Status host Omar Shanti traces Raï throughout its history from its inception in the 1930’s until the early 2000’s. This podcast episode will analyze Raï not as a strictly musical phenomenon, but as a vehicle for articulating and embodying complex narratives. In the tradition of Schade-Poulsen (1999), it will treat Raï as a total social fact defined by the situated practices of performance and listening - which in the age of records also translate to production and consumption.
This approach allows one to read history through Raï precisely as one reads Raï through history. To facilitate this reflection, the podcast contextualizes Raï’s history against its relevant social, political, and cultural backdrops. Where appropriate, it theorizes these developments, drawing off of post-colonial, sociological, and anthropological repertoires.

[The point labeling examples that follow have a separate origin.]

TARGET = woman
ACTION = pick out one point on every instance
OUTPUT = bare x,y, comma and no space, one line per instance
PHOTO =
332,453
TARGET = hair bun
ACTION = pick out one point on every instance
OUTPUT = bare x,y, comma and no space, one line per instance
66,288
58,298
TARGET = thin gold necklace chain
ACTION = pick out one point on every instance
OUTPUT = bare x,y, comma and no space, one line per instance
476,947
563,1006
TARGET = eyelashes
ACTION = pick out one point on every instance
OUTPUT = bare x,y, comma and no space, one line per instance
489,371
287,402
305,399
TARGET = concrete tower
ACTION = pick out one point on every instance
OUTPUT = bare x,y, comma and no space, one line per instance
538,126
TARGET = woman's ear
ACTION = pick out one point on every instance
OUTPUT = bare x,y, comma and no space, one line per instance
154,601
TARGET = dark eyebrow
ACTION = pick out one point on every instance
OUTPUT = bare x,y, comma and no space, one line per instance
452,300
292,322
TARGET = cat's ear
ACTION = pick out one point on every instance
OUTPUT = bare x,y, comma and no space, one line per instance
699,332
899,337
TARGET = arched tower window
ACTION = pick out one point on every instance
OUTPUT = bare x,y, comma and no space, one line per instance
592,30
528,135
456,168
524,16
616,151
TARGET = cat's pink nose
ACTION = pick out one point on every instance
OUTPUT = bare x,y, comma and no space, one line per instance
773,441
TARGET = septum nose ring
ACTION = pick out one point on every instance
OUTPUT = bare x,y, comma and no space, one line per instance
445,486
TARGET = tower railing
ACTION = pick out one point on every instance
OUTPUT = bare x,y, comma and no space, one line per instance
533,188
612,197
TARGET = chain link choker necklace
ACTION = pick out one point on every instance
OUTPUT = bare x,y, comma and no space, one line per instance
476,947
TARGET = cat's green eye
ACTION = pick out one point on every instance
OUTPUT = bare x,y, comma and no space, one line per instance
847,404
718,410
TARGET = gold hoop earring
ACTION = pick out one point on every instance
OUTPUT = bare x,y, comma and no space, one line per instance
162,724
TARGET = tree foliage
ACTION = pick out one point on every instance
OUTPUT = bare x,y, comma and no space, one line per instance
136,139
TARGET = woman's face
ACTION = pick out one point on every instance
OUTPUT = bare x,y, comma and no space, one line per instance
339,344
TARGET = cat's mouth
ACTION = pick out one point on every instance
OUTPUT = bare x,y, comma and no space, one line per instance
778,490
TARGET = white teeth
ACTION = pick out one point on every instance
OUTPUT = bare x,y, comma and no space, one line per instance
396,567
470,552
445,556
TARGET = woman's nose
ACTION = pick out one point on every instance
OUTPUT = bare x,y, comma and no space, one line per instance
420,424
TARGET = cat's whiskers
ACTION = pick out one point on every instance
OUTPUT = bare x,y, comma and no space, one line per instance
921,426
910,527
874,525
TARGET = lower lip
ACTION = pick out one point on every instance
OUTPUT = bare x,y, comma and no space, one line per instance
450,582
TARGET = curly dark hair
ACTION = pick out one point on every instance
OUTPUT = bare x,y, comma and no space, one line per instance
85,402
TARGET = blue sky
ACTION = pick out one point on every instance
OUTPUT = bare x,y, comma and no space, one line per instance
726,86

It also incorporates musical excerpts and snippets of lyrics to color the analysis.
By orienting its analysis on a genre, this podcast emphasizes the sociocultural continuities that link time and space. It offers an important counterweight to the historiography that is grounded in formal politics and that draws from its ideological economy of borders and rupture. Moreover, it dismantles the methodological nationalism of these approaches by focusing on social agents rather than reified state actors. In studying Raï specifically, this podcast observes a rich legacy of multifocal transgression that produced alternative conceptions of self-identity and collective imaginaries at important historical junctures. Throughout this history, resident and migrant Algerians alike have turned to Raï to carve out inhabitable spheres within their societies. In Raï music, they had an accessible and inclusive medium through which they could contest the constructed identities that were imposed upon them.